Clearly, a next generation of GSMs beyond the structures discussed in this paper will be needed. Ideally, they should be efficacious in vivo at strongly reduced compound concentrations or at least demonstrate significant safety margins. Our efforts in this field have shown progress in optimizing the drug-like properties of GSMs, especially in reducing lipophilicity. Nevertheless, it is clear that we are working at the boundaries of druggable space, with the physicochemical properties required for a highly efficacious GSM conflicting with those required for drug-likeness. A next breakthrough finding may be required to deliver the quality compounds required to test the GSM approach in humans and, if successful, to make it to the market. This will require perseverance in the study of GS and its modulation. Perhaps the evolution of the BACE inhibitor field can serve as an example here: while potent and selective BACE inhibitors were prepared just a few years after the discovery of the BACE enzyme, a decade-long struggle followed to identify brain penetrant, in vivo efficacious compounds. But this has ultimately been paid off, and key structural requirements have been identified to achieve good brain penetration [39]. Now, an increasing number of BACE inhibitors are moving forward in(to) the clinic. Unfortunately, in contrast to BACE, no X-ray structures are available of the membrane embedded γ-secretase protein complex to allow for structure-based design. More insight into the precise molecular mechanism of GSMs could be of great help in further optimization. Several photoaffinity labelling studies with carboxylic acid [40, 41] and imidazole [42] derived GSMs have now been reported, suggesting that compounds of both classes bind to the N-terminal fragment of presenilin. This does not preclude additional interactions with membrane lipids or the membrane embedded amino acid residues of APP, and hopefully future research will pinpoint the site of action more precisely.

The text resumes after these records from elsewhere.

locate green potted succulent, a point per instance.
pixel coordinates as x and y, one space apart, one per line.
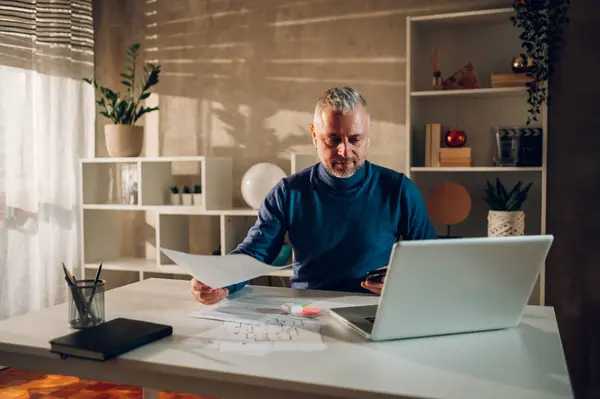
506 216
197 195
123 137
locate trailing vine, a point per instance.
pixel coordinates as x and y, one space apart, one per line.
542 22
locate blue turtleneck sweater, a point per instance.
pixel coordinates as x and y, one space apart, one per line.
339 228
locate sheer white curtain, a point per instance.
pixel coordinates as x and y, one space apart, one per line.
46 123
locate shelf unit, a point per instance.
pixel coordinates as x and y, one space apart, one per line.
128 237
488 39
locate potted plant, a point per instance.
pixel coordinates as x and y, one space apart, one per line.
542 24
175 197
506 216
123 137
186 196
197 195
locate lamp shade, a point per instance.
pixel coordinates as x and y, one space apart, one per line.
258 181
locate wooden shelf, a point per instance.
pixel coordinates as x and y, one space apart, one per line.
483 17
173 209
477 169
136 265
144 159
474 93
123 234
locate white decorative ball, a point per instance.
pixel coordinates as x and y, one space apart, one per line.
258 181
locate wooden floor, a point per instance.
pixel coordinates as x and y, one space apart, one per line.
19 384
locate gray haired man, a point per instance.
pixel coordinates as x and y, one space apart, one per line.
342 215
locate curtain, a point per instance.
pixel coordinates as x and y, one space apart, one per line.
46 126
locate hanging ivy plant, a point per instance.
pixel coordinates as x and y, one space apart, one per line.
542 22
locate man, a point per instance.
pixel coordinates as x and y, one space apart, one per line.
342 215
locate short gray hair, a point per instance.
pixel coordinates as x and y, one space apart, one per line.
340 99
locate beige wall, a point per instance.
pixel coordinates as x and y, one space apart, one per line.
573 268
240 78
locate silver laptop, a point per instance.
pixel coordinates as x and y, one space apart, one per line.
448 286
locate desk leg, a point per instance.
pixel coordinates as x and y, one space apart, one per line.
149 393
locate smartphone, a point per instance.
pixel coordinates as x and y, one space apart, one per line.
375 276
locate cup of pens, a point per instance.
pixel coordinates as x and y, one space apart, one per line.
86 301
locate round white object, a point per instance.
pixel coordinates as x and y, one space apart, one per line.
258 181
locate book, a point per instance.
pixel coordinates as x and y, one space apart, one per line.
436 143
109 339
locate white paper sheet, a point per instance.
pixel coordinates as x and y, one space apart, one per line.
221 271
249 309
345 301
281 334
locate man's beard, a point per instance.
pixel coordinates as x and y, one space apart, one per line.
350 167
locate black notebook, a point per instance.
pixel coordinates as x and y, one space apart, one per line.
109 339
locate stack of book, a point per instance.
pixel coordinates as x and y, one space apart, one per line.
455 157
509 79
433 142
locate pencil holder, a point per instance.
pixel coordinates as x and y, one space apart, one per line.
86 304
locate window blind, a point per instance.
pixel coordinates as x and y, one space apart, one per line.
55 22
51 36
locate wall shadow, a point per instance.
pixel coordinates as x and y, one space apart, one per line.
254 70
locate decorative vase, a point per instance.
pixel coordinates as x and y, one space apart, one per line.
175 199
502 224
124 140
186 199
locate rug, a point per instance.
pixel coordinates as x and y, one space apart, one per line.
20 384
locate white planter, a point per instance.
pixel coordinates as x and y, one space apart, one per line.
197 199
175 199
186 199
124 140
502 224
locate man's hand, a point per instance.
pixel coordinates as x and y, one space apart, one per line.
374 287
205 294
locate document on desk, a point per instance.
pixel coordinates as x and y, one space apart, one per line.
280 334
248 309
221 271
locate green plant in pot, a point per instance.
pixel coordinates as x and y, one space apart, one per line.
506 216
123 137
542 23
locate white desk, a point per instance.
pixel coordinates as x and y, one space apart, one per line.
526 362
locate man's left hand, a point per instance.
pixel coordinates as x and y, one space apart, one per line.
374 287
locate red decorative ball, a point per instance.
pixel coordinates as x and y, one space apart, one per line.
455 138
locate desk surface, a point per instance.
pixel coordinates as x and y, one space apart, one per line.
526 362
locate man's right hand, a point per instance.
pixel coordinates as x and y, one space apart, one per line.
205 294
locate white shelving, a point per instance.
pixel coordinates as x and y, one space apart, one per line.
492 169
474 93
488 39
128 237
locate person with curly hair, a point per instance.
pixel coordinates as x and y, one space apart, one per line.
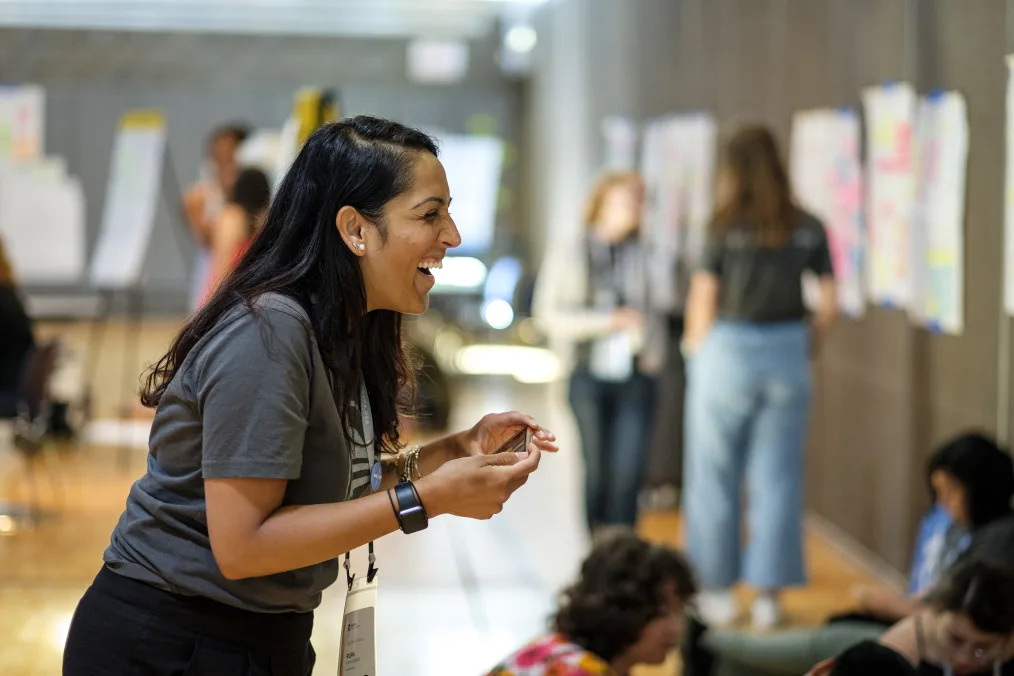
626 609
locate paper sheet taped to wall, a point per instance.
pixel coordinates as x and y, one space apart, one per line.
132 196
827 179
42 222
677 163
22 116
938 233
474 165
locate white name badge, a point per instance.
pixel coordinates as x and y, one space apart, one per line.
358 656
611 357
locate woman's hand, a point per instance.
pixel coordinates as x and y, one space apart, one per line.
493 430
477 486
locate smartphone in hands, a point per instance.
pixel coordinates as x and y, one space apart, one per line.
518 443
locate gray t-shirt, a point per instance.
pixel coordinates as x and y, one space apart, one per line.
764 284
251 399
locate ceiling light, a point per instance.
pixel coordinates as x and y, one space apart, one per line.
521 38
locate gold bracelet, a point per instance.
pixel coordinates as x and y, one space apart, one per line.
410 471
414 463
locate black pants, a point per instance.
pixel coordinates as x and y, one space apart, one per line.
614 421
16 342
125 627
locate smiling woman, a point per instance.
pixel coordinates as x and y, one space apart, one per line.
273 402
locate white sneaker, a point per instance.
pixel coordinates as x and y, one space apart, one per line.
767 613
718 608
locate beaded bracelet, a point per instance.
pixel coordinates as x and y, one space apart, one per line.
410 470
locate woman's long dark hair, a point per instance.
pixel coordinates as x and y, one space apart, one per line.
620 593
761 197
986 471
361 162
981 590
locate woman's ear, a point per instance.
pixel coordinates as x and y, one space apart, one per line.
350 224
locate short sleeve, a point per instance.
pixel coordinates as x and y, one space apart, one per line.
819 257
713 253
252 392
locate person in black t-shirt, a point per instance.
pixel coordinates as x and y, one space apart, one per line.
748 338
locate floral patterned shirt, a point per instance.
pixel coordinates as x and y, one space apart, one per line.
553 656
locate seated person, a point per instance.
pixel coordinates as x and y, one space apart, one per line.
16 339
863 659
966 625
626 609
970 479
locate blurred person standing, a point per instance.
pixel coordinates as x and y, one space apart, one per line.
205 201
747 342
238 223
16 338
592 297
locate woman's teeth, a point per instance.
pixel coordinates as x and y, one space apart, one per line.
425 268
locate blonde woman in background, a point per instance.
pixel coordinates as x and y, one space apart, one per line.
205 201
748 339
591 300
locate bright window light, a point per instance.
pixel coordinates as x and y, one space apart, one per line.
521 39
498 313
459 274
527 365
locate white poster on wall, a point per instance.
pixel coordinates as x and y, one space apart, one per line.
1009 196
22 119
475 166
938 220
42 222
677 162
827 179
890 113
132 196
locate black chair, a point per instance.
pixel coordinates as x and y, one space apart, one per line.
30 426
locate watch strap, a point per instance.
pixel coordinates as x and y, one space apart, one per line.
411 513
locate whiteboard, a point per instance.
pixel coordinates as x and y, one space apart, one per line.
474 165
42 222
131 200
826 177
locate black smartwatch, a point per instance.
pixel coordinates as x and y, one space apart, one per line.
411 513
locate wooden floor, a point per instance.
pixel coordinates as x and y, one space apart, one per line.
476 590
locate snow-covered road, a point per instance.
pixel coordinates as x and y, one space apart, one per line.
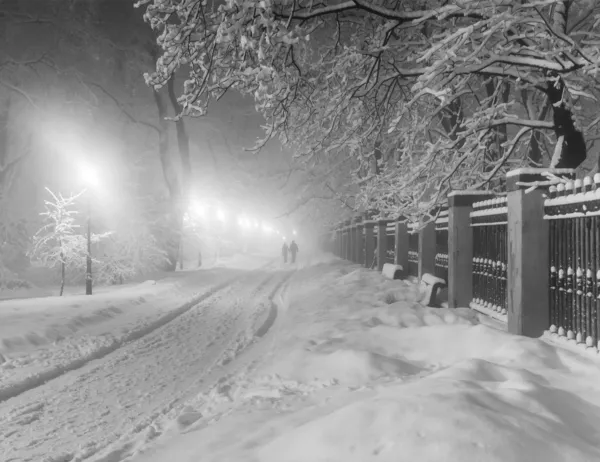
87 412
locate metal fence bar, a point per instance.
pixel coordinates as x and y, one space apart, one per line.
490 254
413 251
573 210
441 245
390 232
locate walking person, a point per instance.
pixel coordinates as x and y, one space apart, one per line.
284 251
294 250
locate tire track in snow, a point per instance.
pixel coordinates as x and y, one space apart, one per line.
14 389
74 417
152 427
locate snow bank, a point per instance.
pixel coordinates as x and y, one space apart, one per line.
359 371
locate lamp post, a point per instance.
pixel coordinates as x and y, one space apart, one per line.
89 176
88 270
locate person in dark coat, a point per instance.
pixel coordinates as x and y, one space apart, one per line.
294 250
284 251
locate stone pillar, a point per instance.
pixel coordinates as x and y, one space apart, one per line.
427 249
401 242
528 254
381 243
369 243
460 247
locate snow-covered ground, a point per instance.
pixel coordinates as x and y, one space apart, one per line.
41 338
326 363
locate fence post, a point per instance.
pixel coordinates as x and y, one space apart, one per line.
359 244
401 240
348 243
528 255
353 238
427 249
460 247
357 240
369 249
381 243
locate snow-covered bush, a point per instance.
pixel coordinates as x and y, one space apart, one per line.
128 254
57 244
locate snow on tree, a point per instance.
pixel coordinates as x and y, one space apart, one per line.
425 96
57 243
128 254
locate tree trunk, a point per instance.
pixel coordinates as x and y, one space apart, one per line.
183 143
175 219
574 149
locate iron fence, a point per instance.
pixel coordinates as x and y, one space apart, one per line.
363 245
489 222
441 245
573 210
413 250
390 232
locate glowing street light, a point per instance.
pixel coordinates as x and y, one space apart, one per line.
243 222
267 228
198 209
90 178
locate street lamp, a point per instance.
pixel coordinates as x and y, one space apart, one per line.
90 178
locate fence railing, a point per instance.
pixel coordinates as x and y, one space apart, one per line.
573 212
553 283
489 220
390 231
441 245
413 250
363 244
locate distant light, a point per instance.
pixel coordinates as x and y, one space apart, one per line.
267 228
89 175
198 209
243 222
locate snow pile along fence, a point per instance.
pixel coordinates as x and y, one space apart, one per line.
489 220
573 212
441 245
413 250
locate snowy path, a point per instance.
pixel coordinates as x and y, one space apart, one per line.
83 412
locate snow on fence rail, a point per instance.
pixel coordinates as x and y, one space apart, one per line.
390 232
413 250
489 221
441 245
573 212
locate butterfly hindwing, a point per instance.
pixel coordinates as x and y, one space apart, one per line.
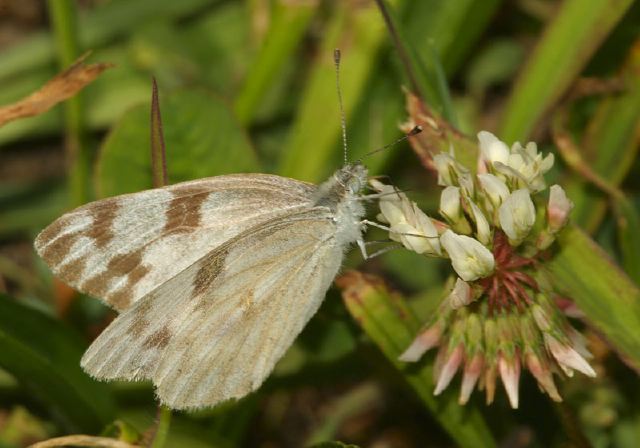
121 248
215 330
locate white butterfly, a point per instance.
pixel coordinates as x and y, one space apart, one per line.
213 278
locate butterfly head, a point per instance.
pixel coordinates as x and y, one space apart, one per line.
353 177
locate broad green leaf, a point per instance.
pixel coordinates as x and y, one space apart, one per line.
628 238
390 323
451 26
100 25
44 356
567 44
202 138
609 299
289 23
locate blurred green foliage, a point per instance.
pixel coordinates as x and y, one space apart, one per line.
250 86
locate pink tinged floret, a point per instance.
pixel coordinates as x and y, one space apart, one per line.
543 375
490 382
510 374
472 371
567 357
449 369
423 342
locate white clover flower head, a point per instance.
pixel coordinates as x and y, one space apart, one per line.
521 167
461 295
517 215
448 168
469 257
558 208
483 230
494 189
450 206
499 317
409 225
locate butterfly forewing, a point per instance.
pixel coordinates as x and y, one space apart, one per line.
215 330
119 249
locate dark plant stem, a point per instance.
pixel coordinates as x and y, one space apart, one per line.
63 21
158 150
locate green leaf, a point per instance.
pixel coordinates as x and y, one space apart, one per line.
567 44
44 356
102 24
314 137
453 26
333 444
610 144
391 324
202 138
289 23
609 299
629 240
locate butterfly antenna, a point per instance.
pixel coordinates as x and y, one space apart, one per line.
416 130
343 120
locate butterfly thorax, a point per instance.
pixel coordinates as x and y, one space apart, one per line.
340 194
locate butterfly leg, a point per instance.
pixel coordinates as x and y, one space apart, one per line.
366 222
363 248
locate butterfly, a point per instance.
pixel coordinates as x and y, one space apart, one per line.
213 279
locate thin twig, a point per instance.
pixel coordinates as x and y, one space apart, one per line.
572 156
402 51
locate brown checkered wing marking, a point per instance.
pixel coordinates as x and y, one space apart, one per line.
121 248
215 331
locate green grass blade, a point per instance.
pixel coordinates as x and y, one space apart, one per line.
288 26
389 322
609 299
44 356
63 15
100 25
628 236
611 145
566 46
454 27
314 137
194 125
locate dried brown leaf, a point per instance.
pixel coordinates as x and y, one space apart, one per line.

Novel chemical series of GSMs have started to appear, such as natural product-derived triterpene derivatives [43, 44]. Although these are again highly lipophilic and high molecular weight compounds, aromaticity is strongly reduced. Their different profile in Aβ-level modulation may be the result of an alternative interaction or a binding site within GS and illustrate that there may be a potential for additional chemical space to modulate the activity of GS.

4. Concluding Remarks

In regard to the intervention in amyloid peptide production, γ-secretase modulation can be clearly distinguished from the straightforward inhibition by either GS or BACE. GSMs have actually been proposed as GS activators by enhancing the cleavage of the longer, more amyloidogenic peptides towards shorter amyloid peptides Aβ39-Aβ37 [45]. As such, GSMs may counter the loss of GS function linked to many familial AD causing mutations [46]. Another clear differentiation of GSMs compared to BACE and GS inhibitors lies in the multiple proteins processed by BACE and GS, and the potential adverse effects when inhibiting the processing of these proteins. Where inhibition of BACE has so far not been related to overt toxicities, inhibition of GS has led to especially Notch-related toxicity. Based on these distinctions, GS modulation deserves an optimal effort to obtain drugable, high quality GSMs. Where the principle of modulation makes on-target side effects less likely, the potential for off-target-related side effects is considerable with the currently required high, micromolar concentrations of relatively lipophilic compounds. With the compounds from the chemical series described in this paper, the question in the title “can we combine potency with safety?” cannot be answered positively yet. Nevertheless, progress towards less lipophilic, more drug-like GSMs has been made. A next generation of increased drug-likeness, potency, and/or in vivo efficacy, will be required. Further insight into the structure of the GS complex and the interaction with GSMs may provide the required insight on how to get to novel chemical space. In addition, the use of ligand efficiency parameters as discussed in this paper and other drug-likeness guidelines during the optimization process will be crucial to ultimately deliver a high quality-GSM.